Sabah gözlerimi açtığımda kendimi yabancı bir yatakta buluyorum. Kendime gelmeye çalışarak yatakta doğruluyorum. Kerem'in yatağı bu. Ne yani ben gece burada mı kaldım? Yataktan kalkıp odanın içinde ilerliyorum. Ah ya, Kerem'cim sen koltuklara mı kaldın? Beni rahat ettirmek için kendisi rahatsız yerde yatıyor, işte benim kas yığınım! Hafifçe dürtüyorum.
"Kerem?"
"Hıı.."
"Ya Kerem uyansana!"
"Zeynep deli misin? Ben sen rahat et diye yatağımda yatırayım, sen beni sabahın köründe kaldır! İnsaf yani!"
"Ha okula geç kalalım istersen canım? Ya da yok sen uyu, ben giderim okula. Ne diye uyandırıyorum ki zaten.." Eşyalarımı alıp merdivenlere yöneliyorum. Tabii anında beni durduruyor. Hahah ne oldu Kerem Bey? Dayanamadınız yine tabii.

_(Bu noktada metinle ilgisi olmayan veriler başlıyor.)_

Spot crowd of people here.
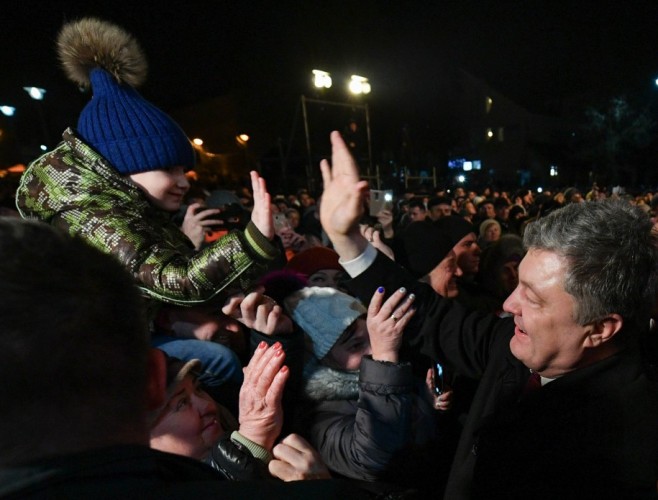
[0,15,658,499]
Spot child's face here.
[323,318,372,371]
[130,167,190,212]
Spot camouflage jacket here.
[16,129,278,305]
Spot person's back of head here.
[524,200,658,337]
[0,218,148,465]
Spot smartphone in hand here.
[432,363,445,396]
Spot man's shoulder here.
[0,445,223,498]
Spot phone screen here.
[370,189,393,217]
[432,363,444,396]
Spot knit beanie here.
[57,18,195,175]
[480,219,500,238]
[283,286,367,359]
[286,246,344,277]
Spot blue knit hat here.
[78,68,194,175]
[58,18,195,175]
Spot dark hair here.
[409,198,426,210]
[0,217,149,464]
[523,200,658,330]
[427,196,452,210]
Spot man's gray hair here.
[523,200,658,328]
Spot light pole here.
[294,69,372,191]
[23,87,51,149]
[235,134,254,174]
[0,104,16,116]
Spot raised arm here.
[320,131,368,261]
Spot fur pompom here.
[57,17,147,88]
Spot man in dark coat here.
[321,133,658,499]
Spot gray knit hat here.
[283,286,367,359]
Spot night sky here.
[0,0,658,158]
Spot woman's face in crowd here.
[130,167,190,212]
[323,318,372,371]
[151,376,224,460]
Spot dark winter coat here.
[350,254,658,500]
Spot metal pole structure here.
[302,96,372,192]
[302,96,315,193]
[364,104,372,174]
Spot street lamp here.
[313,69,332,89]
[23,87,50,149]
[23,87,46,101]
[348,75,370,94]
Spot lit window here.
[484,96,493,113]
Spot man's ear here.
[146,348,167,411]
[586,313,624,347]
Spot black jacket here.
[350,254,658,500]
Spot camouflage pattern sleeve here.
[17,131,278,305]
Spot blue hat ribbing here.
[78,68,194,175]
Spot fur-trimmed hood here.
[302,356,359,401]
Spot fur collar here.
[303,356,359,401]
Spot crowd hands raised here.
[5,15,658,499]
[6,128,655,498]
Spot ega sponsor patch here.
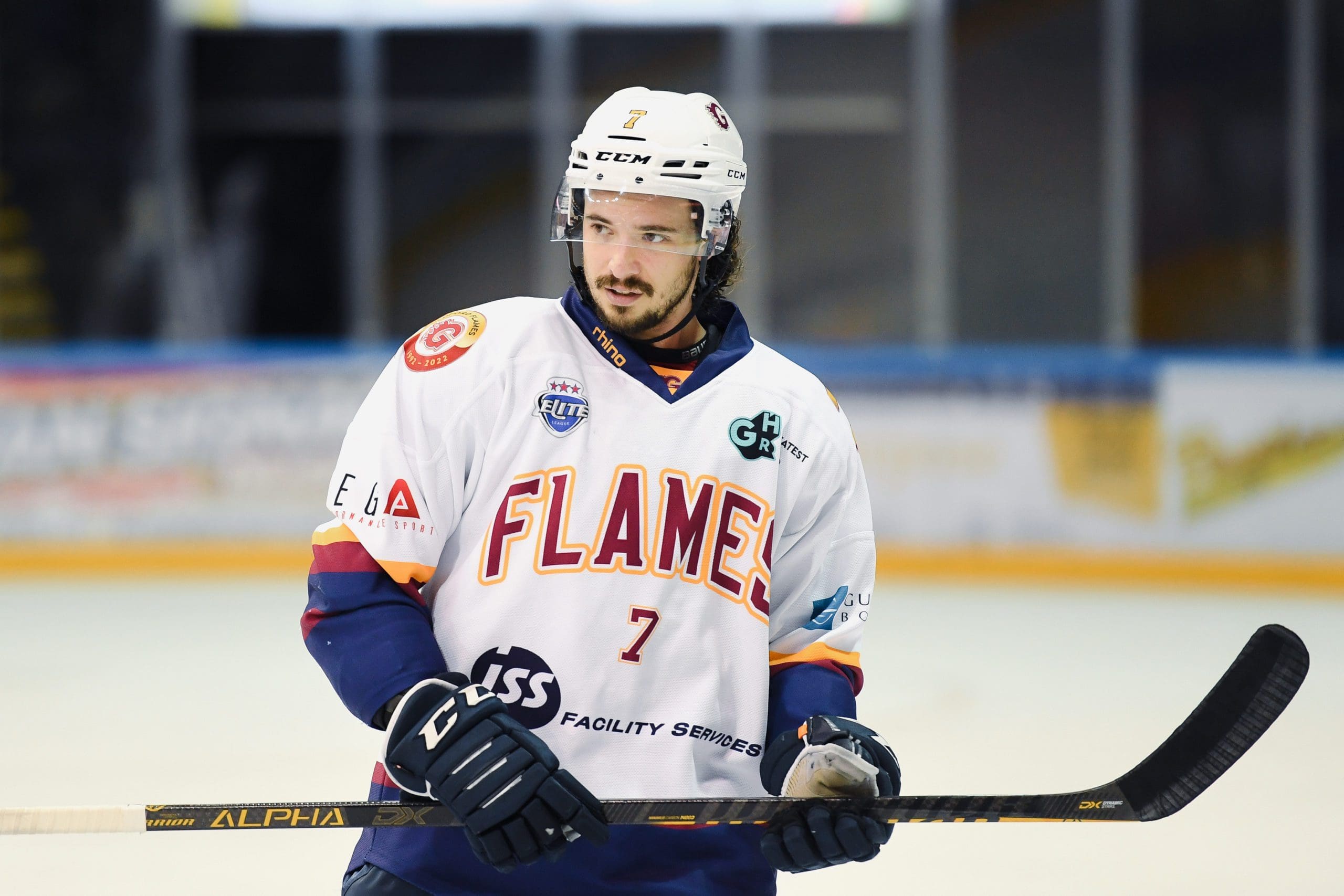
[402,310,485,372]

"Ya tamam dur. Özür dilerim. Biliyorsun, sabahları asi oluyorum işte."
"Sabah sinirlen Zeynep çeksin, gündüz sinirlen yine Zeynep çeksin. Hep ben çekeyim zaten."
"Çekeceksin tabii, benim kıvırcığım değil misin?" diyor göz kırparak. Eh be Kerem, yine gönlümü almayı başardın.

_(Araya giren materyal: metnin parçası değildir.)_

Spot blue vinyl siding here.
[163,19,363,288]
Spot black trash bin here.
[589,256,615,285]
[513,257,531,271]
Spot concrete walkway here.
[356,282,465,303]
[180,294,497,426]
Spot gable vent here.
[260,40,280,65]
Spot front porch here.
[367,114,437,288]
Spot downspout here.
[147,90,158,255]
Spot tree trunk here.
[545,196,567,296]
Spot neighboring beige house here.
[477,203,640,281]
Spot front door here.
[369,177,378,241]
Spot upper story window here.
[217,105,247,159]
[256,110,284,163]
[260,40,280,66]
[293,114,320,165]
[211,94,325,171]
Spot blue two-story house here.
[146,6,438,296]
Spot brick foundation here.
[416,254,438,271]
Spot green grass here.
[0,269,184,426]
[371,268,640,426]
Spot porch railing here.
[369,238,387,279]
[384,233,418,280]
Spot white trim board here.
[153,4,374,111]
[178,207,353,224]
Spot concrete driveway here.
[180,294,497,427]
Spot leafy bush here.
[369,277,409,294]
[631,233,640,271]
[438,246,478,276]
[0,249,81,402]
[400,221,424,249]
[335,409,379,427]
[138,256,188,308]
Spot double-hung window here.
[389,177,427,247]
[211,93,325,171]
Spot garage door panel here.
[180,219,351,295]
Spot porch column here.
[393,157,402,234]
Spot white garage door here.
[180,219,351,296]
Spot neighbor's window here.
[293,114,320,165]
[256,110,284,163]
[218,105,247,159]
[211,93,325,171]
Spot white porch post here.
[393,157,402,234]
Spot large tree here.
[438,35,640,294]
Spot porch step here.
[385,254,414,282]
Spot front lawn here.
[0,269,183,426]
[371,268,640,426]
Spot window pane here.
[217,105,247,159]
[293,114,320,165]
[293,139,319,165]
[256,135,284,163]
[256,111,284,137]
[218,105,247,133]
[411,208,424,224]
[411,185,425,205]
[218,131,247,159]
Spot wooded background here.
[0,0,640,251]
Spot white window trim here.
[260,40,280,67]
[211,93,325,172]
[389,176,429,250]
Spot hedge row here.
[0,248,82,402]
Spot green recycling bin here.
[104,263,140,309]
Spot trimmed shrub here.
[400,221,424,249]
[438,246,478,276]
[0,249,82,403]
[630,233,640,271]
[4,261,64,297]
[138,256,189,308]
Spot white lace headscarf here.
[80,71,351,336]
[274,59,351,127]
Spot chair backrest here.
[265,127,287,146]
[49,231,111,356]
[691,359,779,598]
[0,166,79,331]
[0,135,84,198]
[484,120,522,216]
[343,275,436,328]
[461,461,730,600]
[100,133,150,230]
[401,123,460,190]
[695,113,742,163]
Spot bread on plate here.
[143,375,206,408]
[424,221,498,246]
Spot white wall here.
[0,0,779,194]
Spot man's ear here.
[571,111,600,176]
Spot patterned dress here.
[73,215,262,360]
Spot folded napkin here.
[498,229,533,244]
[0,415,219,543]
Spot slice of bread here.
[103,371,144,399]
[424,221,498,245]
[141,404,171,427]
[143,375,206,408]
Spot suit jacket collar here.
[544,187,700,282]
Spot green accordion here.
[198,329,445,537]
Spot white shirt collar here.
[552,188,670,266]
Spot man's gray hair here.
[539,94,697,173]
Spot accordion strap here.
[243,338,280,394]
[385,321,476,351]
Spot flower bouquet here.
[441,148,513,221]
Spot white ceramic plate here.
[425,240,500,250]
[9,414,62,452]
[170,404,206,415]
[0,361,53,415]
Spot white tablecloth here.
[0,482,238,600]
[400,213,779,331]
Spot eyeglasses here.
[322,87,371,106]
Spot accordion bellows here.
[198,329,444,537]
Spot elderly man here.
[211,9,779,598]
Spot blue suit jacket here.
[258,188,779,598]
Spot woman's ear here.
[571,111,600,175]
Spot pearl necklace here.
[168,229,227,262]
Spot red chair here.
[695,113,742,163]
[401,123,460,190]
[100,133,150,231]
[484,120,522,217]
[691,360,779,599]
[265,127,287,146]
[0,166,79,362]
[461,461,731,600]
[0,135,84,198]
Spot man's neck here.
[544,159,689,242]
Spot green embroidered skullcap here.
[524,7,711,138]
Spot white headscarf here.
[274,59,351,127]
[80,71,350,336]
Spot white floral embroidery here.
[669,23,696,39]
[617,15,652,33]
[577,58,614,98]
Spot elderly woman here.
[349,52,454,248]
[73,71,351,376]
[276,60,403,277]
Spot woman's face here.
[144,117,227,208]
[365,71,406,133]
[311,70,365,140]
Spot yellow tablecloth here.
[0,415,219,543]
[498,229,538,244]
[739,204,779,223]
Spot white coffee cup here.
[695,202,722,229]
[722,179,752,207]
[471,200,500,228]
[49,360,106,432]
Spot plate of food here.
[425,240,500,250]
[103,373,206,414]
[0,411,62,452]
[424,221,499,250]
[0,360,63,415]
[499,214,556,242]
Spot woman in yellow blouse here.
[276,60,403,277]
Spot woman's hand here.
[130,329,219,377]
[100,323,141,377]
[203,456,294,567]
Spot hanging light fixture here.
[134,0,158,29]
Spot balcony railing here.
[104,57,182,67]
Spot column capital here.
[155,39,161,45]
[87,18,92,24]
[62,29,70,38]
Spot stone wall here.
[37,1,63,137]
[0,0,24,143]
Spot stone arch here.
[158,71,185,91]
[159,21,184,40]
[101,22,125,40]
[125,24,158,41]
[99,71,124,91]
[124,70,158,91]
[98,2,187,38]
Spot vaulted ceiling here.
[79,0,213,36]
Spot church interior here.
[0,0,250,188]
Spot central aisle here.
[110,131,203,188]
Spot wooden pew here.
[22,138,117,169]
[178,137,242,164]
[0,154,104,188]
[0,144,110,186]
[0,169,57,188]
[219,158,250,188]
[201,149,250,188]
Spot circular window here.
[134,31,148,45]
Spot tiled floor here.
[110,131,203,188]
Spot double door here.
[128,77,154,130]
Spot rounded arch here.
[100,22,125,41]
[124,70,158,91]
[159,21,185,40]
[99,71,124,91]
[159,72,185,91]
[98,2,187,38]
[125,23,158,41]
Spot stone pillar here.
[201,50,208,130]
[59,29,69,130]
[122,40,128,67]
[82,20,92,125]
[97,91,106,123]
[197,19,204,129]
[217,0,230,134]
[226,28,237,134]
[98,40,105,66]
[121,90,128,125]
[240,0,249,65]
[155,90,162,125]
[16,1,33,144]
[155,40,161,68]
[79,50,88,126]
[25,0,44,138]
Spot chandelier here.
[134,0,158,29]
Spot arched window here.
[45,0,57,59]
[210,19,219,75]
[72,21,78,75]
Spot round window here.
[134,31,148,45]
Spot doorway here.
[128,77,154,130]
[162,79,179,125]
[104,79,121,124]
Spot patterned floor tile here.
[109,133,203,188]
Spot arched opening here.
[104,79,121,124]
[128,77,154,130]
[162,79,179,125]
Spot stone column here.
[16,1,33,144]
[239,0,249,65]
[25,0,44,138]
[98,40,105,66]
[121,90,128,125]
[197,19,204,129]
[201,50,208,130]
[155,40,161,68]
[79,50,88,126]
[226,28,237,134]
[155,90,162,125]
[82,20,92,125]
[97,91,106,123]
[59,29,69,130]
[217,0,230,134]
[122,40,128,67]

"Çok konuşma hadi, daha bize gideceğiz ve ben üstümü değiştireceğim."
"Tamam güzelim sen yukarı çık, 10 dakikaya hazırım."

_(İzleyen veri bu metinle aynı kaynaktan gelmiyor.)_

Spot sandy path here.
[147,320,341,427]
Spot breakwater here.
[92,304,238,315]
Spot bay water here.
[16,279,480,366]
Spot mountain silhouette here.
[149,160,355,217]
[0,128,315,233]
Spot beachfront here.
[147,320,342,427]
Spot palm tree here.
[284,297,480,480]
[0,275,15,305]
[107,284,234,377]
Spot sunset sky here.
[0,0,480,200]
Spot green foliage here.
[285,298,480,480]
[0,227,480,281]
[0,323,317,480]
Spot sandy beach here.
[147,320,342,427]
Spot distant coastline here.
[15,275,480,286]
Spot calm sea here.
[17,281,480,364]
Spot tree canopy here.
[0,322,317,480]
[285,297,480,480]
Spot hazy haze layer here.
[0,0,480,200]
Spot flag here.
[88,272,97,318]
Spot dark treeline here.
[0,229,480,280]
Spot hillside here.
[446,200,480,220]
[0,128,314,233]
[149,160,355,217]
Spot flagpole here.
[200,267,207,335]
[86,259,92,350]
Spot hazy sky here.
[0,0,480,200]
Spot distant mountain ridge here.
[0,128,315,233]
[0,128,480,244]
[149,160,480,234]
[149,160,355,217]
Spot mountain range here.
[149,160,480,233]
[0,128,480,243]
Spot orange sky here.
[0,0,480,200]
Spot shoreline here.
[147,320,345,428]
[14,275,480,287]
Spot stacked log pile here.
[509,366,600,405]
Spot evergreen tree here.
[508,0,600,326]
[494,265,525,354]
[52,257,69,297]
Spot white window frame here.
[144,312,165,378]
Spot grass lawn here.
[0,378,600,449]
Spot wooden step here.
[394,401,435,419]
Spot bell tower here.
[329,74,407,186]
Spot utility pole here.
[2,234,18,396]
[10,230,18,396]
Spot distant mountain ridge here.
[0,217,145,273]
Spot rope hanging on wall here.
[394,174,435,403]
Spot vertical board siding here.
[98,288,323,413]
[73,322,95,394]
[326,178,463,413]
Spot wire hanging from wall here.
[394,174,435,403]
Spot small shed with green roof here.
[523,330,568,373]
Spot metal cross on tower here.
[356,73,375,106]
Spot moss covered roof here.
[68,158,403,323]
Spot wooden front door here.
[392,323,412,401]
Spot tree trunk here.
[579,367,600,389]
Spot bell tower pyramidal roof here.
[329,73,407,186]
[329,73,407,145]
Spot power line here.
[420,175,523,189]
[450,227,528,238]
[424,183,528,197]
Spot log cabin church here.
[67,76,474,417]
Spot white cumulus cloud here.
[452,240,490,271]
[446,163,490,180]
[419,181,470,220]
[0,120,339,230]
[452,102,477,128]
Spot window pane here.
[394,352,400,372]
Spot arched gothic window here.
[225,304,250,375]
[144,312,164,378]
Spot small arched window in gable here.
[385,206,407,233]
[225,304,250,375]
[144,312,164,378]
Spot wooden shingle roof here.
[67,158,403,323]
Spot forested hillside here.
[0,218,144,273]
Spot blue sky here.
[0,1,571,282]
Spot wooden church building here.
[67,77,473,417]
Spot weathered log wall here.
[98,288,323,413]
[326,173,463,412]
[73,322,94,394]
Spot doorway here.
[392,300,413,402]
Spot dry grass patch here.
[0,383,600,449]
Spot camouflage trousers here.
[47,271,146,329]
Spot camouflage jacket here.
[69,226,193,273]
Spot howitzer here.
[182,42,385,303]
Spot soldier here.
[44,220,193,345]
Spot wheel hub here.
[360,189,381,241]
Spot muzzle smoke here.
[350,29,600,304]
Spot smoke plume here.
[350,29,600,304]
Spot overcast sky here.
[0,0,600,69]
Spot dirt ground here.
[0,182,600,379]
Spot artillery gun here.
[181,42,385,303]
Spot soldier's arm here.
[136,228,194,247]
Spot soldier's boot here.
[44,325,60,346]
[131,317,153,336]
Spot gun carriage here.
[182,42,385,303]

Dediğini yapıp yukarı çıkıyorum. Dediği gibi 10 dakika sonra geliyor ve arabaya binerek yola çıkıyoruz. Bize gelince o da benimle beraber içeri giriyor ve babamla konuşmaya dalıyorlar. Ben de bu sırada odama çıkıp 15 dakika içinde aşağı iniyorum.
"Eveet, gidebiliriz!"
"Görüşürüz çocuklar, kendinize iyi bakın." diyor babam. Gidip onu ve annemi öptükten sonra evden çıkıyoruz ve okul yolculuğu başlıyor.


***


Arabadan inince bizimkileri görüyorum. Yine hep beraberler. Burak da orada ve bizi görünce zaten asık olan suratı iyice düşüyor. Kusura bakma Burak'cım ama, sen istedin böyle olmasını.
''Günaydın millet!'' diyor Kerem sırıtarak.
''Günaydın kardeşim.'' diyor Can ve Kerem'le birlikte ellerini çakıyorlar.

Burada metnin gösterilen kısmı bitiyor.